Re: Test slots invalidations in 035_standby_logical_decoding.pl only if dead rows are removed - Mailing list pgsql-hackers

From Bertrand Drouvot
Subject Re: Test slots invalidations in 035_standby_logical_decoding.pl only if dead rows are removed
Date
Msg-id ZZ7GpII4bAYN+jT5@ip-10-97-1-34.eu-west-3.compute.internal
Whole thread Raw
In response to Re: Test slots invalidations in 035_standby_logical_decoding.pl only if dead rows are removed  (Alexander Lakhin <exclusion@gmail.com>)
Responses Re: Test slots invalidations in 035_standby_logical_decoding.pl only if dead rows are removed
List pgsql-hackers
Hi,

On Wed, Jan 10, 2024 at 05:00:01PM +0300, Alexander Lakhin wrote:
> 10.01.2024 12:46, Bertrand Drouvot wrote:
> 
> > Would it be possible to also send the standby logs?
> 
> Yes, please look at the attached logs.
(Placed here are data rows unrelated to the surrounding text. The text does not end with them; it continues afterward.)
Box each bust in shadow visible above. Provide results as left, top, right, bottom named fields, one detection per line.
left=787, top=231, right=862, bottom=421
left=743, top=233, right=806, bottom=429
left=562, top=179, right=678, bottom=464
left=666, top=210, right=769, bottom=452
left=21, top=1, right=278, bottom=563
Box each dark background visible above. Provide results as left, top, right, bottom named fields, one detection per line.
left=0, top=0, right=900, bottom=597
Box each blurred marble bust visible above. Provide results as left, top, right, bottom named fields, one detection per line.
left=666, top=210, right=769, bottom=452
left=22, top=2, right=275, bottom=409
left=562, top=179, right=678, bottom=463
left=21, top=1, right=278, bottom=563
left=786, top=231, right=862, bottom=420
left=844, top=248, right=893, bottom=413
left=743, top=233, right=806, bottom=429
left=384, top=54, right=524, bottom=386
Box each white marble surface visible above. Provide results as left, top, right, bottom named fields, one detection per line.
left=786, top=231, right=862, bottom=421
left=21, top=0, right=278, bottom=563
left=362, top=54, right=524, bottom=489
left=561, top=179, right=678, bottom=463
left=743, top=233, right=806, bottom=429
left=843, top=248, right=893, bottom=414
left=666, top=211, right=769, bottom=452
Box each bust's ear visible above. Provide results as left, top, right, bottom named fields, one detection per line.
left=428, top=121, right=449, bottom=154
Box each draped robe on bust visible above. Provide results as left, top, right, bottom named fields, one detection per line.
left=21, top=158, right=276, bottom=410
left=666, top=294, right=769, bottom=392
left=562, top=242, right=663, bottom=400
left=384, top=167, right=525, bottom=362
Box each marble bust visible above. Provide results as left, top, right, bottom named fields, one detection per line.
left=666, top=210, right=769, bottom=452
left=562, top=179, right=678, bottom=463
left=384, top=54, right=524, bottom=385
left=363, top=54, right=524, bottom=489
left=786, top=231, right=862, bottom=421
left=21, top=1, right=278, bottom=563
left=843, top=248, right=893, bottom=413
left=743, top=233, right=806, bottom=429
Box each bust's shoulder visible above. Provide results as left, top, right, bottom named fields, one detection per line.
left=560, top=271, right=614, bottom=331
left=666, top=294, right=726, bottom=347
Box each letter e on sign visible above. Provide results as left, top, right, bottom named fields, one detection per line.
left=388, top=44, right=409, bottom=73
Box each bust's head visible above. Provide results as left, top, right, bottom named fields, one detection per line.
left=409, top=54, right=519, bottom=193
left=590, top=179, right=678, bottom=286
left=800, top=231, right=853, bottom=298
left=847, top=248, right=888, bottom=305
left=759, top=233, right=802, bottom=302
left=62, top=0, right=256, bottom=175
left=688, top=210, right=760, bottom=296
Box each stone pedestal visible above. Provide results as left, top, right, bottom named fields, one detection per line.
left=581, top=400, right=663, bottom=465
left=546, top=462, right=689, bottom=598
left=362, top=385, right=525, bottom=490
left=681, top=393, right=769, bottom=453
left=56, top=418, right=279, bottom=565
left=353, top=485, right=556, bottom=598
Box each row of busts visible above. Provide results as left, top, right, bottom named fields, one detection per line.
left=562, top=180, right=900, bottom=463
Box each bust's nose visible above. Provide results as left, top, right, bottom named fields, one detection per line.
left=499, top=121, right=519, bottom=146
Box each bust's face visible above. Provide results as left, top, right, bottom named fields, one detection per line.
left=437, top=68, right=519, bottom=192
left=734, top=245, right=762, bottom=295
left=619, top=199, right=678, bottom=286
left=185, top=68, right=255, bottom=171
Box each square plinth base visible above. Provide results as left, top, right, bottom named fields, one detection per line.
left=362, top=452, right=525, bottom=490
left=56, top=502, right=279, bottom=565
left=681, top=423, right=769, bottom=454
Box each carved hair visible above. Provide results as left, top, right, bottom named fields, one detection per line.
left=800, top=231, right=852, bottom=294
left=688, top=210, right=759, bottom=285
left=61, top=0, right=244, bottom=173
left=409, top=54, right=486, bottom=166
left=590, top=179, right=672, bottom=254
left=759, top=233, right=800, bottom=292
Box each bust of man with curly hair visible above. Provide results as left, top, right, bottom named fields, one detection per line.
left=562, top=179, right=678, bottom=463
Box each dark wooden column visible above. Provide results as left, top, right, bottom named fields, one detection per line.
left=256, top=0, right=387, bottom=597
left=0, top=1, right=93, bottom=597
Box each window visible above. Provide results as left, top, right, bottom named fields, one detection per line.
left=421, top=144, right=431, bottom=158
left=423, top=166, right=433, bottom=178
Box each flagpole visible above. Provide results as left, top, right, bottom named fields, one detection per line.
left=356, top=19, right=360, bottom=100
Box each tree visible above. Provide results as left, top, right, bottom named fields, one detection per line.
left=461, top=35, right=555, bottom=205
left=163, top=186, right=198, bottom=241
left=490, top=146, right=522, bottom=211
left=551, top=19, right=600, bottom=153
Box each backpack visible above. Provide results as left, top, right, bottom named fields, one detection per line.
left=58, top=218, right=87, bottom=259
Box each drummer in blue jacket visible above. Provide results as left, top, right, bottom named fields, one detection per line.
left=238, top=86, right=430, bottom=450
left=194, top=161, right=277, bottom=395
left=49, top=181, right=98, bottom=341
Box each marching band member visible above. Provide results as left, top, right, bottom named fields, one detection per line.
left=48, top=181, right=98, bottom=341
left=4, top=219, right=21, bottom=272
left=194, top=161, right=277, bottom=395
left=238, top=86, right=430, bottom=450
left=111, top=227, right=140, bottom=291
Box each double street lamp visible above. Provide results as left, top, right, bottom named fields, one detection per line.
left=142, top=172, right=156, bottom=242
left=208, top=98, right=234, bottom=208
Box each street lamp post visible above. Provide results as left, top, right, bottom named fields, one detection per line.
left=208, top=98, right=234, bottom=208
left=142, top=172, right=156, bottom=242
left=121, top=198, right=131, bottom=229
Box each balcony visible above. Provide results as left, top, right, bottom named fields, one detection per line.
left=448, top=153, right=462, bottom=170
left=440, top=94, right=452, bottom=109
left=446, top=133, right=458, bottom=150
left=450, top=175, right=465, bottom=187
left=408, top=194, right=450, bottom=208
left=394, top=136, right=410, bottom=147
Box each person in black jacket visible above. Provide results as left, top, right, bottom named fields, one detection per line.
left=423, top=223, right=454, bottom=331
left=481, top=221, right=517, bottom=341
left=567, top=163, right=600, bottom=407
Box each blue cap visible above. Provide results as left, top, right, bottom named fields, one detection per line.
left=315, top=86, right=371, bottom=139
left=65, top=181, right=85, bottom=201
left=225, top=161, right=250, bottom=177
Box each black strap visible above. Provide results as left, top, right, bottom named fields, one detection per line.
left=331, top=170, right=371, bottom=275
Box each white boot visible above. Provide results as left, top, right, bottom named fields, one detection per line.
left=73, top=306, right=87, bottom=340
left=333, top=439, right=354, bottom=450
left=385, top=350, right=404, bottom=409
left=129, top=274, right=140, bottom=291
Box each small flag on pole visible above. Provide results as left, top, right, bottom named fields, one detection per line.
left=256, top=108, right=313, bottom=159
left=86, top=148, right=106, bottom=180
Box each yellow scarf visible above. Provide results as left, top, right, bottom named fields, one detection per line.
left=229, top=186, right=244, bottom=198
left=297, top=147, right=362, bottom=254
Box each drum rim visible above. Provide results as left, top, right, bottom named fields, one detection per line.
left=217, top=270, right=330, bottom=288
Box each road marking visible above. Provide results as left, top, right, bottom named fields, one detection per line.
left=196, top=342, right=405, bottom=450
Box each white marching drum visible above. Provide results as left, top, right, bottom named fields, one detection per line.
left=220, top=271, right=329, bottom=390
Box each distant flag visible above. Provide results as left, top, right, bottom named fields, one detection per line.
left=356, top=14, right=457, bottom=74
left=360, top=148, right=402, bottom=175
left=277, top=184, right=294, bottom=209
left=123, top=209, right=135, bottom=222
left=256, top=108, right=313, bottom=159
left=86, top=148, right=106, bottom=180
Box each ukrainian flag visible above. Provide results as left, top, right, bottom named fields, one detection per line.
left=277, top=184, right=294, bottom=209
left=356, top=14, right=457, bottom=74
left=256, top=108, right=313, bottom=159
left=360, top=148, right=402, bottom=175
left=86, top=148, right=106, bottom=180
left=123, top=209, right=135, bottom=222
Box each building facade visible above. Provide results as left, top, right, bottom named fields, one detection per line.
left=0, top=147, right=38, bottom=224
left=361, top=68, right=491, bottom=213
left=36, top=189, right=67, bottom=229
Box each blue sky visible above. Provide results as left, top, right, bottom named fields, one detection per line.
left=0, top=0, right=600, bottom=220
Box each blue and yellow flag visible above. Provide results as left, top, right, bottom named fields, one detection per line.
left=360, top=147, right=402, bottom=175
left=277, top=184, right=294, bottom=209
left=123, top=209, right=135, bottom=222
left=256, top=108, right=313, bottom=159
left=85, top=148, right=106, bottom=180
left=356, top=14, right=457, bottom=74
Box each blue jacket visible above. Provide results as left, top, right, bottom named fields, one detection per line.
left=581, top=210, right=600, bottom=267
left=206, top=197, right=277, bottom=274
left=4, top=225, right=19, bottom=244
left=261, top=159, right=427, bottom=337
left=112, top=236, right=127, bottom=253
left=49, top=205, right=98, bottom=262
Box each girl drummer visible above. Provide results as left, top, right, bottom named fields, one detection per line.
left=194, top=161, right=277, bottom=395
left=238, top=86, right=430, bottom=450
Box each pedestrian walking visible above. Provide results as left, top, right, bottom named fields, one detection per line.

This time I've build postgres with
> -DWAL_DEBUG and ran tests with TEMP_CONFIG as below:
> wal_keep_size=1GB
> wal_debug = on
> log_autovacuum_min_duration = 0
> log_statement = 'all'
> log_min_messages = INFO
> 
> The archive attached contains logs from four runs:
> recovery-1-ok -- an example of successful run for reference
> recovery-7-pruning and recovery-19-pruning -- failures with a failed
>  subtest 'activeslot slot invalidation is logged with on-access pruning'
> recovery-15-vacuum_pg_class -- a failure with a failed
>  subtest 'activeslot slot invalidation is logged with vacuum on pg_class'

Thanks a lot for the testing!

> is an absent message 'obsolete replication slot "row_removal_activeslot"'

Looking at recovery-15-vacuum_pg_class/i035_standby_logical_decoding_standby.log here:

Yeah, the missing message has to come from InvalidatePossiblyObsoleteSlot().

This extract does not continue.